The universality of the disease and the crisis have strengthened the interconnection in the world. Diversity, equity and solidarity are principles that penetrate more intensely into a more complex, diverse and global social fabric.
The feeling of vulnerability, which we suddenly discover due to the virus, makes our responsibility to the planet more obvious and should lead us to make decisions to reverse the trajectory we have taken so far.
However, and despite the need for a renewed multilateral vision, in the process of distributing vaccines against Covid-19, we have noticed that the richest countries have adopted accumulation policies that refuse, in an unfortunate and unfair way, access to them. in a reduced way. and middle-income countries, contrary to any notion of human solidarity.
To be clear. We do not advocate for humanitarian aid or charitable funds. What we propose is an alliance for development that allows us to move as a region to a new productive and redistributive model.

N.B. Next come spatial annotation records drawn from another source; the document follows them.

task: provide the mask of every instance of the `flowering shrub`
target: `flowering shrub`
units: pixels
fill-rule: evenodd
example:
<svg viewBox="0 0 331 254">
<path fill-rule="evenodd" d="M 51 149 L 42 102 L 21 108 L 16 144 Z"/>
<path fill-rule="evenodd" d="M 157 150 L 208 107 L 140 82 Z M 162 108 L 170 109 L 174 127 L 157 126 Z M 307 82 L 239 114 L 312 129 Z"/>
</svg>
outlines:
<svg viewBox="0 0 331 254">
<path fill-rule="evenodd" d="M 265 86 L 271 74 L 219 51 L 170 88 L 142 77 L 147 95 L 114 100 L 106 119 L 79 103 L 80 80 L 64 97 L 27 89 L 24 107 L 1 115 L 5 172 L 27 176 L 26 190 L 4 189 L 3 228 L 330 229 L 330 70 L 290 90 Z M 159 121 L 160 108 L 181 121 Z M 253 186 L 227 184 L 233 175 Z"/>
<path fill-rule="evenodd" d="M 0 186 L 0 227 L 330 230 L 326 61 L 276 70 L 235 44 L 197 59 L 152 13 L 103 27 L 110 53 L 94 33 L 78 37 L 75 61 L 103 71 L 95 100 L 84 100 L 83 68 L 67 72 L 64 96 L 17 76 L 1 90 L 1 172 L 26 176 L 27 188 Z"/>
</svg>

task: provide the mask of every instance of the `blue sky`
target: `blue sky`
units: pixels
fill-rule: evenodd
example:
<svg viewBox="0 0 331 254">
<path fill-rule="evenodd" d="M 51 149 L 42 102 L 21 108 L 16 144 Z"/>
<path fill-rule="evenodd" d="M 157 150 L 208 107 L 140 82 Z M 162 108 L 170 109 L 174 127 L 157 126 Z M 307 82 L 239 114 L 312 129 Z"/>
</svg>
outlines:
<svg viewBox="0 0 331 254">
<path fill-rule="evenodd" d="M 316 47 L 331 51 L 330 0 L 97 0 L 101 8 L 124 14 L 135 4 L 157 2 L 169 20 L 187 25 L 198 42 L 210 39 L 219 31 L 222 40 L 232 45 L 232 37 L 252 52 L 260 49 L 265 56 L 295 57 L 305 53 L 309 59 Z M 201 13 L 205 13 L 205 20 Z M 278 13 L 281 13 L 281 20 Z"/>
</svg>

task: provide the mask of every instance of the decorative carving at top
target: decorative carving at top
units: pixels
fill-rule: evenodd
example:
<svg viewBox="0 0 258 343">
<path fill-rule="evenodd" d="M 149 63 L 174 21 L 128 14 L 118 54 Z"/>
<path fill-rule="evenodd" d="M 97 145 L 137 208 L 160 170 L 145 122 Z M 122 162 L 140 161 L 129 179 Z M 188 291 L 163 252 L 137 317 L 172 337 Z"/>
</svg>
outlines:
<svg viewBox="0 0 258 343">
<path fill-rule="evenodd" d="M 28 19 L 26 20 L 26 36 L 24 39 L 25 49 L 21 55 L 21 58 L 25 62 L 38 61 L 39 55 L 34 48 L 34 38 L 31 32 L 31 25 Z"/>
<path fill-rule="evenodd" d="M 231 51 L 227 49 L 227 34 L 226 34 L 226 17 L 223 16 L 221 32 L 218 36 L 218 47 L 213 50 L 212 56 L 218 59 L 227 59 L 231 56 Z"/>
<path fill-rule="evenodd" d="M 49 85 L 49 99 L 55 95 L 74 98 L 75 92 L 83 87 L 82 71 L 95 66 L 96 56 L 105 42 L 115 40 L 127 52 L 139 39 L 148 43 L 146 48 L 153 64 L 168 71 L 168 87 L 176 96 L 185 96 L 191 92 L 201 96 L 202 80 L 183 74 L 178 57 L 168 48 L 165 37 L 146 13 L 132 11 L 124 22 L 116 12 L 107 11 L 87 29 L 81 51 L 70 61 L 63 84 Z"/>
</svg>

I cannot conclude this speech without referring to the tourism sector, which has been, for us and other countries, an engine of economic growth for decades. This important sector is extremely affected by the health crisis and, beyond that, in the Caribbean, the effects of climate change are already being felt, as the degradation of marine ecosystems and rising sea levels are destroying our shores.
Friends, the world has reached a turning point, which forces us to consider another model of development, fair, ecological and sustainable. We will succeed together or we will fail separately, the decision is only ours. Thank you.